Bu ses okuldaki arkadaşlarımın sesiydi...

"Şiddet mi görüyorsun kızım bana söyleyebilirsin."

Bu ses öğretmenimin sesiydi...

O zaman ile şu zaman değişmeyen tek bir şey vardı oda dik duruşumdu. Kimsenin önünde başımı eğmemiş ve güçsüzlüğümü elimden geldiğince kimseye göstermemiştim. Ben düşüncelere dalmış giderken sert bir bedene çarpmamla dengemi kaybedip yere düşecektim ki kolumu tutan bir el buna engel oldu. Şok içinde başımı kaldırıp karşımdaki bedene baktığımda onun bana gülümseyerek baktığını gördüm.

"Almira hanım"

"C-cihangir bey"

Bu yakınlık hiç hem de hiç iyi değildi. Kendimi bir an önce toparlamalıydım. Boğazımı temizleyip titreyen dizlerimle zar zor ayakta durdum. Cihangir'de bu sıra da bana hala gülümseyerek bakıyordu. Kahve gözlere daha dikkatli baktığımda orada mutluluk, heyecan, şefkat, ve daha bir sürü duygu olduğunu gördüm. Kolumda ki eli hatırladığımda şok oldum. Sesler neredeydi? Ben şok içinde koluma bakarken Cihangir elini kolumdan aceleyle çekti.

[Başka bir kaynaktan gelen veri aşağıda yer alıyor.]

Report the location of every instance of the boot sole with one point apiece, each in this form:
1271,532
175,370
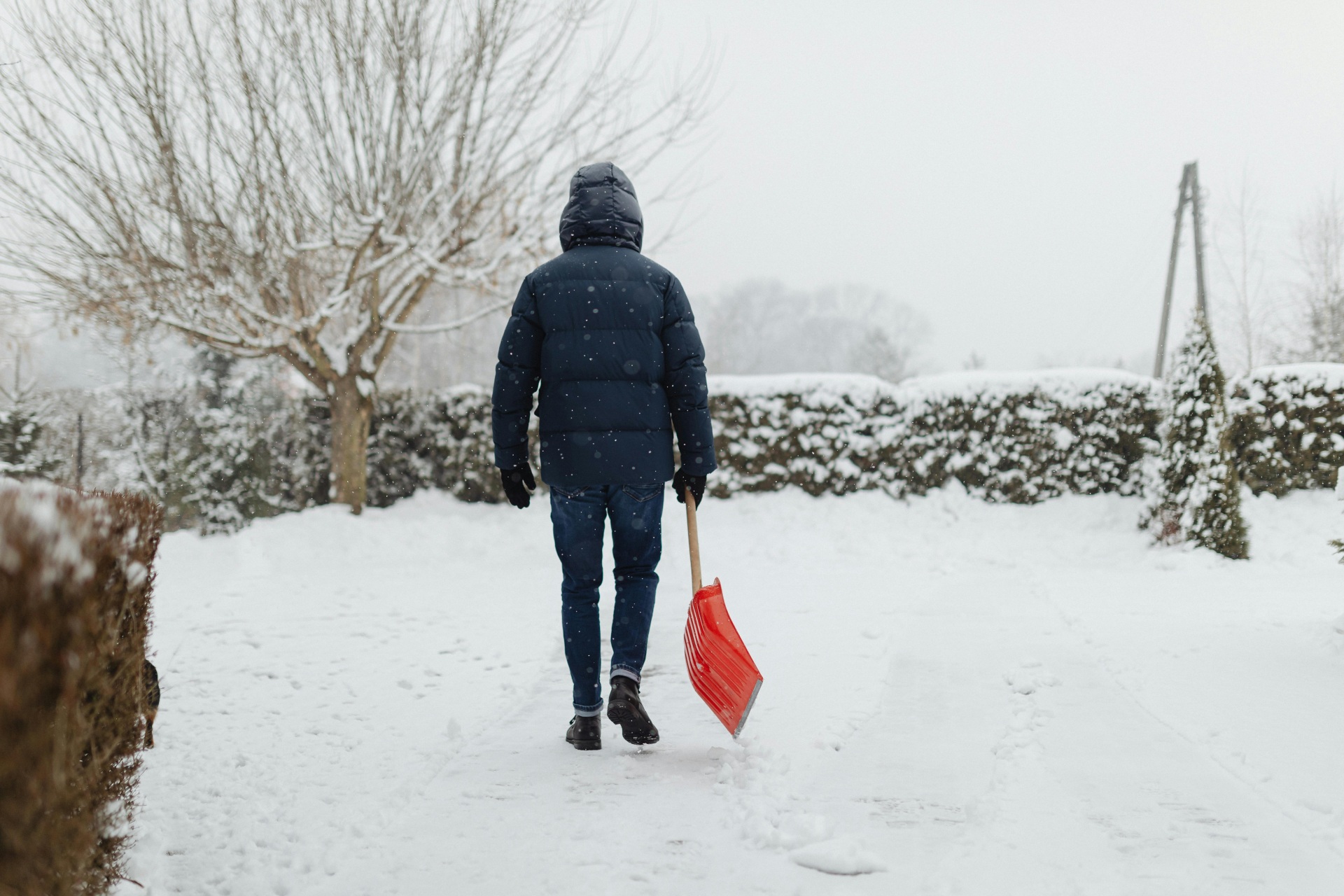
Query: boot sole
635,729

"Almira hanım iyi misiniz bir yeriniz acıdı mı?"

Cihangir soru soruyor ben de ona bön bön bakıyordum. Ben dalmış bir şekilde Cihangir'in yüzüne bakarken Cihangir bir anda gülmeye başladı. 

Bu kadar güzel gülmek zorunda mısın be adam?

Kendimi toparlamalıydım adamın yüzüne resmen bön bön bakıyordum ve oda bunu fark etmiş karşımda gülüyordu. Derin bir nefes alıp başımı belli belirsiz sağa sola salladım.

"İyiyim Cihangir bey sizin bir yeriniz acıdı mı?" Benim bu soruyu sormamla Cihangir daha sesli bir şekilde gülmeye başladı.

"Merak etmeyin, bir yerim acımadı"

Kafamı salladım ve yürümeye başladım. Başımı arkaya çevirdim ve bana arkası dönük yürüyen Cihangir'e baktım. 

Bugün daha mı yakışıklıydı yoksa bana mı öyle geliyordu.